Lorne Michaels: 'SNL' Didn't Cut Sketch to Support Obama
"Saturday Night Live" producer Lorne Michaels says there was no political motivation behind his decision to cut a Barack Obama sketch from Saturday's show, adding that the show's planned opening was replaced "for comedy" and because the show ran too long.
The original opening sketch, which the show used in its Saturday dress rehearsal, featured Fred Armisen as Obama, bragging about his order to kill Osama bin Laden. The show went to air instead with a sketch that mocked "Fox and Friends."
"It wasn't its politics. It was about the comedy," Michaels told the New York Post, adding that the show ran 27 minutes too long in rehearsal. "The show's many things, but partisan it is not."
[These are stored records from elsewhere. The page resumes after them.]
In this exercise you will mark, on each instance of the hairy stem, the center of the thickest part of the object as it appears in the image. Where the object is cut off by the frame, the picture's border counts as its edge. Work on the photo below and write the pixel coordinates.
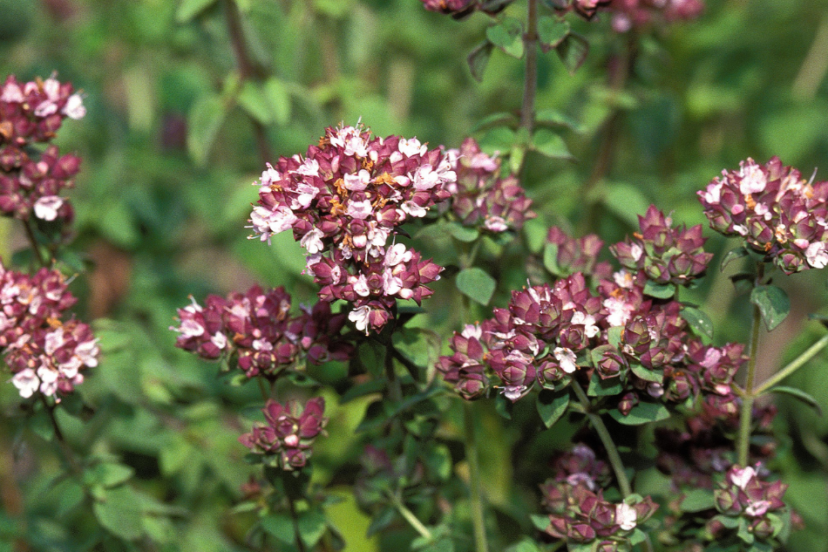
(530, 83)
(247, 69)
(743, 443)
(793, 366)
(478, 519)
(606, 439)
(411, 518)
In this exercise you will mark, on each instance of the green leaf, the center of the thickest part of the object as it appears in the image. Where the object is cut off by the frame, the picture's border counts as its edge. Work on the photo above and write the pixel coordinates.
(251, 98)
(549, 144)
(107, 474)
(599, 387)
(508, 36)
(552, 31)
(773, 303)
(660, 291)
(556, 118)
(312, 525)
(279, 526)
(188, 9)
(476, 284)
(642, 413)
(573, 51)
(478, 59)
(733, 255)
(698, 320)
(550, 260)
(798, 394)
(698, 500)
(551, 406)
(541, 523)
(647, 374)
(203, 123)
(119, 512)
(462, 233)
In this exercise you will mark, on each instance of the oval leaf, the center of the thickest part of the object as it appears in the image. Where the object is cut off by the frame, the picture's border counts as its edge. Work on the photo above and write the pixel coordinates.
(642, 413)
(476, 284)
(773, 303)
(508, 36)
(699, 321)
(798, 394)
(573, 51)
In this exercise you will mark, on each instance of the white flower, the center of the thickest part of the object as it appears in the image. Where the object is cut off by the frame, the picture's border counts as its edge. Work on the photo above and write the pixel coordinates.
(753, 178)
(74, 108)
(357, 182)
(360, 317)
(625, 516)
(26, 382)
(46, 208)
(816, 255)
(566, 358)
(312, 241)
(360, 210)
(742, 476)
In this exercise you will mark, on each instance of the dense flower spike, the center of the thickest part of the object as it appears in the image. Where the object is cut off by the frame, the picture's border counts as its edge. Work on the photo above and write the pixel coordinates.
(577, 254)
(775, 210)
(256, 330)
(666, 255)
(578, 511)
(344, 202)
(31, 181)
(45, 354)
(289, 432)
(480, 197)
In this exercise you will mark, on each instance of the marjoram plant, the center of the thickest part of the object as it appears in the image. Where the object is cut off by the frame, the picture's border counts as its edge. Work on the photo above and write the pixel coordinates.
(599, 341)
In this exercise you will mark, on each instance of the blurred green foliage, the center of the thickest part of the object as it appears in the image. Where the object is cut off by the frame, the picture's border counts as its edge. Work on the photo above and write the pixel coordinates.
(175, 134)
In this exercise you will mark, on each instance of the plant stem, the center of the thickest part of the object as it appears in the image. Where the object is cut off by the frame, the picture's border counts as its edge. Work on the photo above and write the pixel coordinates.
(530, 83)
(65, 449)
(300, 546)
(478, 519)
(793, 366)
(743, 443)
(606, 439)
(33, 241)
(247, 69)
(411, 518)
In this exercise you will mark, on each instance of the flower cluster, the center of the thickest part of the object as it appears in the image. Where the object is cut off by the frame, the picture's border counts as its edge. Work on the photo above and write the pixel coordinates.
(616, 337)
(572, 255)
(666, 255)
(344, 202)
(480, 197)
(45, 353)
(637, 14)
(257, 330)
(459, 9)
(31, 181)
(776, 211)
(578, 511)
(289, 432)
(744, 494)
(693, 456)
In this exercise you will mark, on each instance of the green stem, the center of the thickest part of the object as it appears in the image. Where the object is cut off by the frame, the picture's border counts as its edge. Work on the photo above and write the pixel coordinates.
(478, 519)
(530, 83)
(606, 439)
(411, 518)
(33, 241)
(793, 366)
(743, 443)
(65, 449)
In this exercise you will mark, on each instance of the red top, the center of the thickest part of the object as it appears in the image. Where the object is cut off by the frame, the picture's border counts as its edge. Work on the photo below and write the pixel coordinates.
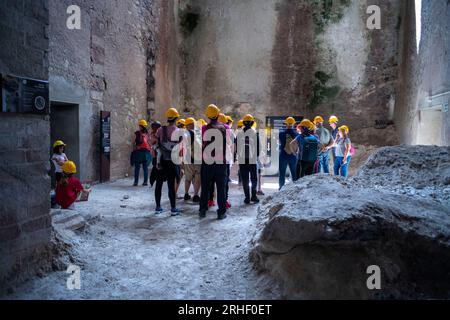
(66, 195)
(142, 142)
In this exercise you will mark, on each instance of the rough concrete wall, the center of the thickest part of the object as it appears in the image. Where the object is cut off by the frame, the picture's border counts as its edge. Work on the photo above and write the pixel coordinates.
(263, 57)
(167, 58)
(427, 72)
(107, 65)
(24, 139)
(226, 58)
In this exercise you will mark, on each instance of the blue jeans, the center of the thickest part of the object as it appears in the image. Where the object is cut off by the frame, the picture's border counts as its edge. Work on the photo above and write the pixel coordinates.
(137, 168)
(324, 162)
(284, 163)
(341, 169)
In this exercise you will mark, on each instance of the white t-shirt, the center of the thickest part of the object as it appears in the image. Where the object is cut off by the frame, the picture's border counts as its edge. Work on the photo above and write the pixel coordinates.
(58, 157)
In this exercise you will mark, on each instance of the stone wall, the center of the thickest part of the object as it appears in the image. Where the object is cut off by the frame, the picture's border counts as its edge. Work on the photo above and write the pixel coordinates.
(424, 72)
(269, 57)
(25, 227)
(107, 65)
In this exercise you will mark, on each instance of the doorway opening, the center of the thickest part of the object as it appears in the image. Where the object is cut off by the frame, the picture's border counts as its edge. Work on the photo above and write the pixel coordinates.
(64, 124)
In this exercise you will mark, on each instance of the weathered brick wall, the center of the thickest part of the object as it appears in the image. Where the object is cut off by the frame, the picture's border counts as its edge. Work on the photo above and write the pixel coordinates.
(424, 73)
(25, 226)
(107, 65)
(262, 56)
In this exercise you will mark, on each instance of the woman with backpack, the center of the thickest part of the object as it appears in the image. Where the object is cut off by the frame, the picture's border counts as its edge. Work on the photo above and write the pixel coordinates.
(169, 171)
(344, 151)
(308, 144)
(247, 155)
(141, 155)
(288, 157)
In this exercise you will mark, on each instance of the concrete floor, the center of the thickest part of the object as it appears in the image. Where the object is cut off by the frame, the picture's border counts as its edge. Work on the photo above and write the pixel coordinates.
(130, 253)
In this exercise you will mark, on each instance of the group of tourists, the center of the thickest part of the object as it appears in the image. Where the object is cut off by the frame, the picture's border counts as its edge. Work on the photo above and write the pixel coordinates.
(203, 152)
(306, 149)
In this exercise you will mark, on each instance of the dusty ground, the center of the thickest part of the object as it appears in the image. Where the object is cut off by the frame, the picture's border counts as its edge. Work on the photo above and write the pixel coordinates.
(130, 253)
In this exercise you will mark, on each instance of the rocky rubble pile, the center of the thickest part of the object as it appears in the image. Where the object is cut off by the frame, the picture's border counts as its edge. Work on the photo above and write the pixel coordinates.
(318, 237)
(422, 171)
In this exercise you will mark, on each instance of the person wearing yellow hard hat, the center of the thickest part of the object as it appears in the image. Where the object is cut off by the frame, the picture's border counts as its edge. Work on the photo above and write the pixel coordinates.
(248, 151)
(201, 123)
(192, 168)
(215, 162)
(223, 118)
(333, 121)
(344, 151)
(69, 188)
(230, 121)
(326, 144)
(168, 138)
(307, 145)
(181, 124)
(59, 158)
(288, 157)
(141, 155)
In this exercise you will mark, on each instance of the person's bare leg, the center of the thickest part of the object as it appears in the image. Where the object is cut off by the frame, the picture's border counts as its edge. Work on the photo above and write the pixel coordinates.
(187, 186)
(197, 184)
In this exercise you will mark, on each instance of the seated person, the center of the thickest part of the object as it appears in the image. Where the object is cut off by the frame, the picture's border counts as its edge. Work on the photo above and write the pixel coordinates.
(69, 188)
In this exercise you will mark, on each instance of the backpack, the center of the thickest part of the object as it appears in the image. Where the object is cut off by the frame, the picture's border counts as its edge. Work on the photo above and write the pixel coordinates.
(352, 150)
(287, 146)
(248, 148)
(166, 145)
(310, 149)
(223, 131)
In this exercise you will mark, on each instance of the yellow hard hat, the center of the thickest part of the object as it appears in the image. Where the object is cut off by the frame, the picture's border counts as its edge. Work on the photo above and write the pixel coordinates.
(143, 123)
(344, 129)
(59, 143)
(318, 119)
(223, 118)
(290, 121)
(333, 119)
(307, 124)
(189, 121)
(69, 167)
(172, 113)
(201, 122)
(212, 111)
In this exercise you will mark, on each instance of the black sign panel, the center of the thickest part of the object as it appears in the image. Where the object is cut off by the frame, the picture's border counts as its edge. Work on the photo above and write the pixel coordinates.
(105, 145)
(22, 95)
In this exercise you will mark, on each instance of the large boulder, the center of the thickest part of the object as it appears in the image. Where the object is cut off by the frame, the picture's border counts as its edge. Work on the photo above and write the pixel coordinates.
(318, 237)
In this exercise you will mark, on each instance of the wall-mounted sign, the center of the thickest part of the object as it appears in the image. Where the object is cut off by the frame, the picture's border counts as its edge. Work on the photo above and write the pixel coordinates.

The show routinely cuts and replaces sketches at the last minute.
The script of the scrapped Obama skit appeared on the Daily Caller website on Sunday. Mediaite said its writer, "SNL" veteran Jim Downey, gave a copy of it to his friend Tucker Carlson, the site's founder. Downey told Mediaite he often sends skits to friends, including MSNBC's Lawrence O'Donnell, for feedback.
The conservative National Review accused "SNL" of having a "liberal taboo against mocking Obama in an election year."
Michaels denied that.
"Obviously, I thought it was funny or I wouldn't have led dress (rehearsal) with it," he told the Post.
Downey, meanwhile, told Mediate he didn't think the decision to swap the skits was politically motivated.
"I don't think there was a conspiracy, or anything, they just preferred the other piece," Downey said. "Comedy is so subjective. I'm sure the people who made the decision will say the piece they ran was funnier."